Lizzie48 are you my secret sister? My mum is the same and she is 80 this year.
When we put in our bathroom with a subtle white/soft sea green colour scheme, she bought us bright orange towel sets. Her way of saying she didnt like the bathroom . I said thanks but no thanks and she took them back. She still buys lots of clothes for the kids and for me too. When my son was 6 months old, she bought him an outfit that cost over £100, it was lovely and completely impractical and we could have done with the money at the time. She is very full on but she has a heart of gold and does it with the best intentions. I appreciate her and everything she does. She is as giving with her time. She is a generous person to all. I know I would only have to say one of the kids really wants x and she would get it for them - I don't do that though. She is a force of nature though and you don't want to get on the wrong side of her.
We are like chalk and cheese which has lead to some tricky moments especially as I am quite laid back like my Dad. But you are right, you just have to learn to say no.

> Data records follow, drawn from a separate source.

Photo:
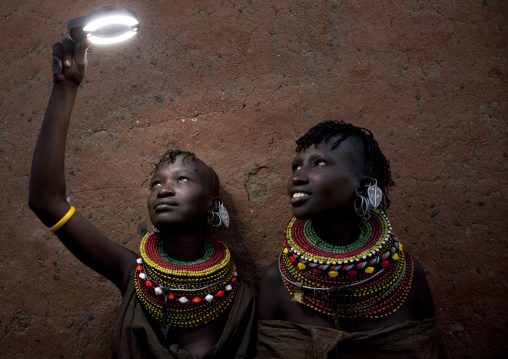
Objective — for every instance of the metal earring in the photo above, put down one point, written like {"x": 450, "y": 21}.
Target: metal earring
{"x": 223, "y": 214}
{"x": 362, "y": 205}
{"x": 375, "y": 194}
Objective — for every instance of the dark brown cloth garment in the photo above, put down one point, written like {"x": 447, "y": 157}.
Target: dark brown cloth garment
{"x": 281, "y": 339}
{"x": 134, "y": 337}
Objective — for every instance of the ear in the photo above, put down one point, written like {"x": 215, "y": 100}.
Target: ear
{"x": 214, "y": 206}
{"x": 365, "y": 181}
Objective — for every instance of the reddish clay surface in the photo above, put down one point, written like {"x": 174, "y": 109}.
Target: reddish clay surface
{"x": 237, "y": 82}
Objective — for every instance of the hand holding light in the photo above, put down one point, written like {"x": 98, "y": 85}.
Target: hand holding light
{"x": 107, "y": 25}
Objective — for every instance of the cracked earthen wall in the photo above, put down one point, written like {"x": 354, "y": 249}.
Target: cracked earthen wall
{"x": 237, "y": 82}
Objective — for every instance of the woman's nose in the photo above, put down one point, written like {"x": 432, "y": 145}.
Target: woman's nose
{"x": 166, "y": 191}
{"x": 299, "y": 178}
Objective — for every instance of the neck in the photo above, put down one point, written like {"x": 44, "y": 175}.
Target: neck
{"x": 183, "y": 245}
{"x": 339, "y": 228}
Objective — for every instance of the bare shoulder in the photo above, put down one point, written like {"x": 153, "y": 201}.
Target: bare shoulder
{"x": 421, "y": 296}
{"x": 270, "y": 293}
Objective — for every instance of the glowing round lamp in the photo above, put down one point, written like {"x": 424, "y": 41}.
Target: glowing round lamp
{"x": 108, "y": 25}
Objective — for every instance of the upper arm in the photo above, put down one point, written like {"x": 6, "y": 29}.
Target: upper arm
{"x": 269, "y": 294}
{"x": 423, "y": 303}
{"x": 98, "y": 252}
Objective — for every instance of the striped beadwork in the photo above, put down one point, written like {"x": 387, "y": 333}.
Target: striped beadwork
{"x": 372, "y": 276}
{"x": 184, "y": 295}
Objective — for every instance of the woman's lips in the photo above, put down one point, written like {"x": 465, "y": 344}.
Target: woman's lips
{"x": 299, "y": 197}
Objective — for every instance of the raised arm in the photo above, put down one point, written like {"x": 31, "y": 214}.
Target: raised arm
{"x": 47, "y": 179}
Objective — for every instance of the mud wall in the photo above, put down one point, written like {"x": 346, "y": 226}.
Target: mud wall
{"x": 237, "y": 82}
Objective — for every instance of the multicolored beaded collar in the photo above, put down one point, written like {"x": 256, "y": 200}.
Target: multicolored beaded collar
{"x": 371, "y": 276}
{"x": 184, "y": 295}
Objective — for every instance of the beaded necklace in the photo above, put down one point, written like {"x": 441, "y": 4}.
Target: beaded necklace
{"x": 372, "y": 276}
{"x": 184, "y": 295}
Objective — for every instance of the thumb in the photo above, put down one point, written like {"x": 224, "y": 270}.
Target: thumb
{"x": 81, "y": 48}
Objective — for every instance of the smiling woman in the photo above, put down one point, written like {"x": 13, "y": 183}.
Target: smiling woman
{"x": 343, "y": 285}
{"x": 181, "y": 294}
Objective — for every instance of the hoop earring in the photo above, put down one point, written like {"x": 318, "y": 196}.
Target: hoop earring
{"x": 222, "y": 214}
{"x": 375, "y": 194}
{"x": 362, "y": 205}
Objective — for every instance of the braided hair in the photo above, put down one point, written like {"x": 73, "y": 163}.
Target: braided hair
{"x": 374, "y": 160}
{"x": 170, "y": 156}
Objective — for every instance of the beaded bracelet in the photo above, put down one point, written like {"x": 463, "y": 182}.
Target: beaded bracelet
{"x": 64, "y": 220}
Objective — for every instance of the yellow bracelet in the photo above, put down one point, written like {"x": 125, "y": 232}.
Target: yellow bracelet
{"x": 64, "y": 220}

At least we get to learn from their mistakes (but make our own ones instead!).
Gosh, what am I reading? You are moaning about your MIL buying shoes for your DS. Words fail. YABU
Op, I think if you suffer from mental health issues, then depending on what is wrong, then possibly you'll accept that maybe sometimes your reactions are off somewhat?
The fact you think the shoes need to be worn in, indicates there is an issue, as small kids shoes should never need to be worn in. It's likely your mother in law told your husband as she was concerned about your reaction if she told you and she didn't wish to make a big deal of it.
I think if you're lonely then it would not be the best idea to make enemies or fall out with the people you do have in your life, when their behaviour is otherwise good and kind, and it's hugely likely they are acting with the best of intentions. Sometimes we need all the support we can get.
Could you leave the new shoes at her house, to be worn when her DGC stays there?
3e've never had a pair of kid shoes that needed to be worn in though (sounds more like old fashioned walking boots!). Are you sure they do fit OK?